Image Optimization: Context-Aware, Not Blanket
For both sites, we generated responsive image variants sized to actual rendered dimensions — not a blanket “make everything smaller” pass:
| Asset | Before | After |
|---|---|---|
| arcs.health hero | 1 large JPG, all devices | 700w + 1000w WebP with JPG fallback |
| arcs.health logo | 1 large PNG | 300w + 600w WebP with PNG fallback |
| covenant.clinic hero | Unsized, single source | Explicit dimensions + 470w AVIF variant |
Every image got explicit width and height attributes. This is the cheapest win in the entire playbook — it takes seconds per image and eliminates layout shift warnings entirely by telling the browser how much space to reserve before the image loads.
Final Scores
| Metric | arcs.health | covenant.clinic |
|---|---|---|
| Performance | 100 | 100 |
| Accessibility | 100 | 100 |
| Best Practices | 100 | 96 |
| SEO | 100 | 100 |
| FCP | 0.8s | 0.8s |
| LCP | 0.9s | 1.8s |
| CLS | 0 | 0.011 |
covenant.clinic’s Best Practices deduction comes from third-party scripts (GTM, Clarity) — not something we control in first-party rendering.
What I Learned
Architecture before optimization. Deleting an unnecessary SPA bundle from the homepage did more than every image compression, script deferral, and cache tweak combined. Find the biggest structural problem and fix it first. Don’t reach for the fine-grain knobs until you’ve addressed the thing that shouldn’t be there at all.
Faster isn’t always better. The non-blocking CSS experiment improved one metric while degrading the actual experience. Metrics measure things that serve users — they aren’t the goal themselves. If you can’t look at the page and feel good about what you see, the number doesn’t matter.
Trust but verify at the edge.

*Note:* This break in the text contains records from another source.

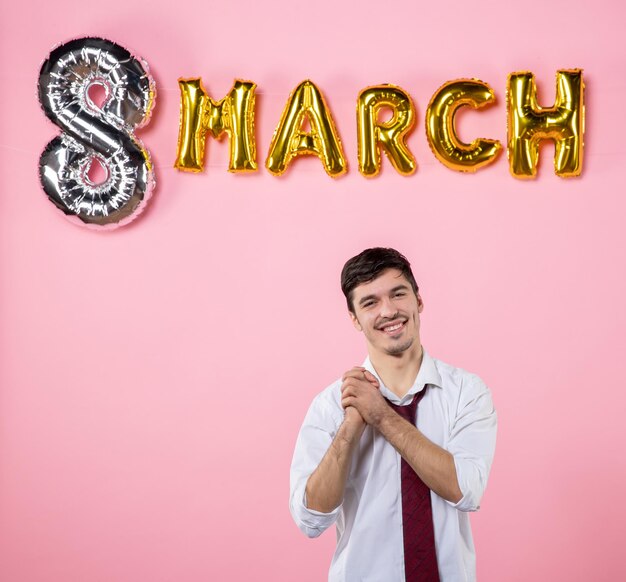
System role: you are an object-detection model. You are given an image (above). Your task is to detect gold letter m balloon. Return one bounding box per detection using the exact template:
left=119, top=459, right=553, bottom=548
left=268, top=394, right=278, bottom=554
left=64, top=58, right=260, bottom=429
left=175, top=79, right=257, bottom=172
left=507, top=69, right=585, bottom=178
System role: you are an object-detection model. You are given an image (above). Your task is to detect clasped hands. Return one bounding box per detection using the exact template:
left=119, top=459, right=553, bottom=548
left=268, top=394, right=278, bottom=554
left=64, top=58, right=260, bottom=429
left=341, top=367, right=393, bottom=432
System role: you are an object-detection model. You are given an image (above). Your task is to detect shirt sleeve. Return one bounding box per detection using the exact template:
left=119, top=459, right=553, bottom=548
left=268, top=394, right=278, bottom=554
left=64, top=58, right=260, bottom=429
left=447, top=376, right=497, bottom=511
left=289, top=393, right=343, bottom=538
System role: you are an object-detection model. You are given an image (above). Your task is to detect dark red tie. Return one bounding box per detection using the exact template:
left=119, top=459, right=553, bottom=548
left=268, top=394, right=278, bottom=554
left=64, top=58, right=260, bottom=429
left=389, top=387, right=439, bottom=582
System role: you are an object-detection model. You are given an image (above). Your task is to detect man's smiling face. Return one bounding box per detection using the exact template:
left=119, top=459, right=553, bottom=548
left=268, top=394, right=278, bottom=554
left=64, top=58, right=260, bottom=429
left=350, top=269, right=424, bottom=356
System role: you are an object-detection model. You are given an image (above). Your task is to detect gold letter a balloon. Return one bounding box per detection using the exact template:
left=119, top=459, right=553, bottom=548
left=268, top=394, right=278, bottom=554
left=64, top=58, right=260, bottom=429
left=265, top=81, right=347, bottom=178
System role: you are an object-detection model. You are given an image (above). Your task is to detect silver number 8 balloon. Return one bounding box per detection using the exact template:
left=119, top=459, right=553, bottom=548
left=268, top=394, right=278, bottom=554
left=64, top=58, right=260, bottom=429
left=38, top=38, right=156, bottom=229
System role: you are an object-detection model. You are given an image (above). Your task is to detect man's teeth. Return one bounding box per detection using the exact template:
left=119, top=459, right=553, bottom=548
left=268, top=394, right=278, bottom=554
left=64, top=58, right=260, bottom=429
left=383, top=323, right=404, bottom=331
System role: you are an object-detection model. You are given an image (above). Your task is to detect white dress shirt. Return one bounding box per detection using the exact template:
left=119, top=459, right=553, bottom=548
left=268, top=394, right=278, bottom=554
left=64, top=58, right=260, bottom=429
left=289, top=352, right=497, bottom=582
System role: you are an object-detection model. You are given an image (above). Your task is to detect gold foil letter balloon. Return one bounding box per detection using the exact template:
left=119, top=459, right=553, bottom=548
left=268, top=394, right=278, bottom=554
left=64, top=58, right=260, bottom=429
left=356, top=85, right=417, bottom=177
left=426, top=79, right=502, bottom=172
left=265, top=80, right=347, bottom=178
left=507, top=69, right=585, bottom=178
left=175, top=79, right=257, bottom=172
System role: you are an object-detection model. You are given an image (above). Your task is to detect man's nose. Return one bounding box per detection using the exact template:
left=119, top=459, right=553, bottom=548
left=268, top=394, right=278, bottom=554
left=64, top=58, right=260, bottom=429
left=380, top=297, right=398, bottom=319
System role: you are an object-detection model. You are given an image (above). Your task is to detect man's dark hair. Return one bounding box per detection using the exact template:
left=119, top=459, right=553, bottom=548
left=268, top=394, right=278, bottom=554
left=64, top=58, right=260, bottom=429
left=341, top=247, right=419, bottom=313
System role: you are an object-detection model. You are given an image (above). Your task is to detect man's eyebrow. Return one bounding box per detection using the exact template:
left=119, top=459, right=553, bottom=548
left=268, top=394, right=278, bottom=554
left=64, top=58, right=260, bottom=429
left=359, top=284, right=409, bottom=305
left=359, top=294, right=376, bottom=305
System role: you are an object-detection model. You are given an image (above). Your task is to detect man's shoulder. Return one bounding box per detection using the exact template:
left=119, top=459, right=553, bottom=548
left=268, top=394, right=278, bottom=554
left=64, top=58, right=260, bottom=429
left=432, top=358, right=489, bottom=396
left=310, top=378, right=343, bottom=422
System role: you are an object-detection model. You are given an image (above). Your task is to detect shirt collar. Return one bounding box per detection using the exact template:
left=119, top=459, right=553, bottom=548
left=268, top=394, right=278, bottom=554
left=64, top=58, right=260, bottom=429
left=363, top=350, right=442, bottom=404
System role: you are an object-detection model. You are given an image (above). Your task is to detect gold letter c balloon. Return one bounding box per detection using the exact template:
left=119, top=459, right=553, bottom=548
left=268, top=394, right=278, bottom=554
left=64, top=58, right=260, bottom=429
left=426, top=79, right=502, bottom=172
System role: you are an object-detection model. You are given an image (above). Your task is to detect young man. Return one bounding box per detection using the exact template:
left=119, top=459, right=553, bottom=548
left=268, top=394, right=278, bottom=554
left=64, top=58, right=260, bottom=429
left=290, top=248, right=496, bottom=582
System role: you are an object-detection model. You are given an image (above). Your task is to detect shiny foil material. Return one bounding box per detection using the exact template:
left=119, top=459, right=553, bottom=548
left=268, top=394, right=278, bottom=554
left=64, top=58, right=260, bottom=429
left=38, top=38, right=156, bottom=229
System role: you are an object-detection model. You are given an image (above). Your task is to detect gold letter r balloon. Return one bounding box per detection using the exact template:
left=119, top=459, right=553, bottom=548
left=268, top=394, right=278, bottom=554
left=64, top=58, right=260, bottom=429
left=356, top=85, right=417, bottom=177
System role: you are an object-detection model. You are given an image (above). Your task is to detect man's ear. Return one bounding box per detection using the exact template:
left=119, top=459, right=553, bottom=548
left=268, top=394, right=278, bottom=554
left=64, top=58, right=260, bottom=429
left=348, top=311, right=363, bottom=331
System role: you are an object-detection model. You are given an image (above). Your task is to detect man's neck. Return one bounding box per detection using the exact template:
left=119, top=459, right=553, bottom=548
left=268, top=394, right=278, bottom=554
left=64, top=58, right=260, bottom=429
left=370, top=345, right=424, bottom=398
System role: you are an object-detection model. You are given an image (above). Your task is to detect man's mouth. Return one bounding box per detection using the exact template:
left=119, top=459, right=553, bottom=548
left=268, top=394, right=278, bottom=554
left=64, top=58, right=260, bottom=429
left=378, top=319, right=406, bottom=335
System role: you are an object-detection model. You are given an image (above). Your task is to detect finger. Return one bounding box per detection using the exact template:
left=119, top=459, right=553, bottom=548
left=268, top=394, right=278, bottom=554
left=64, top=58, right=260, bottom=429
left=363, top=370, right=380, bottom=388
left=341, top=366, right=365, bottom=380
left=341, top=396, right=356, bottom=410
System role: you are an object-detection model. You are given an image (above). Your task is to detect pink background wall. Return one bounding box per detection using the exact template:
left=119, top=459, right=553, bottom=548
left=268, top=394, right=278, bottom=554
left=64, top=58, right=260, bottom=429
left=0, top=0, right=626, bottom=582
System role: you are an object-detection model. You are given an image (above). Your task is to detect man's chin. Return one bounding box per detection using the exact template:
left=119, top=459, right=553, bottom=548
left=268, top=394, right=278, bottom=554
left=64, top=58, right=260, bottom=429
left=385, top=339, right=413, bottom=356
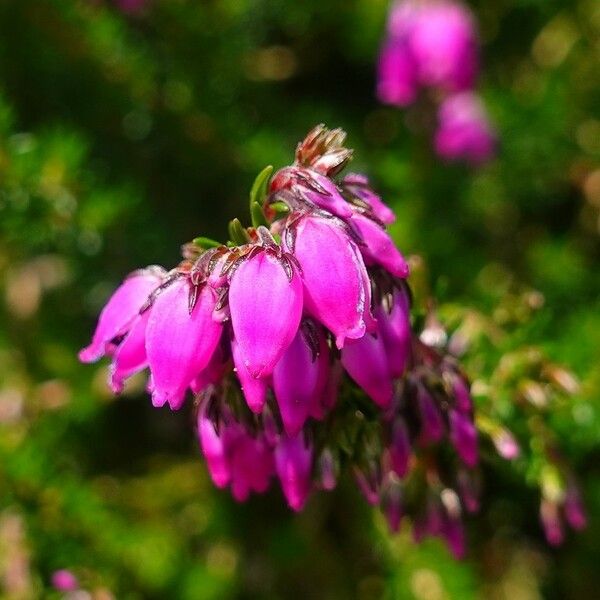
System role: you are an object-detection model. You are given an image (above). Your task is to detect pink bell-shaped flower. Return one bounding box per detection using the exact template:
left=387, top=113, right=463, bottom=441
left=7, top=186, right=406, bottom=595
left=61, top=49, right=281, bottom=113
left=229, top=250, right=303, bottom=378
left=342, top=334, right=394, bottom=409
left=375, top=288, right=412, bottom=379
left=146, top=277, right=222, bottom=410
left=109, top=310, right=150, bottom=394
left=79, top=267, right=165, bottom=362
left=198, top=409, right=231, bottom=488
left=231, top=339, right=269, bottom=414
left=283, top=216, right=373, bottom=348
left=275, top=433, right=313, bottom=511
left=273, top=328, right=322, bottom=437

Your CDN is modifying responses you didn’t ask it to. Always check what users actually receive, not what you think you’re sending. One curl against the production URL would have saved me an hour of staring at a valid source file wondering why Lighthouse disagreed.
Cache purge is part of deployment. After every change that touches content paths, purge the affected URLs from the CDN cache. Otherwise you’re measuring yesterday’s site against today’s expectations, and the score won’t move no matter what you fix.
Accessibility is cheap. Adding aria-label attributes, <main> landmarks, and descriptive link text took minutes and moved Accessibility from the mid-90s to 100. No redesign required.
These aren’t principles I read somewhere. They’re the specific things that moved two real healthcare websites from “fine” — the word I used when I didn’t want to look too closely — to perfect scores. The playbook is reusable for any content-heavy site sitting behind a CDN.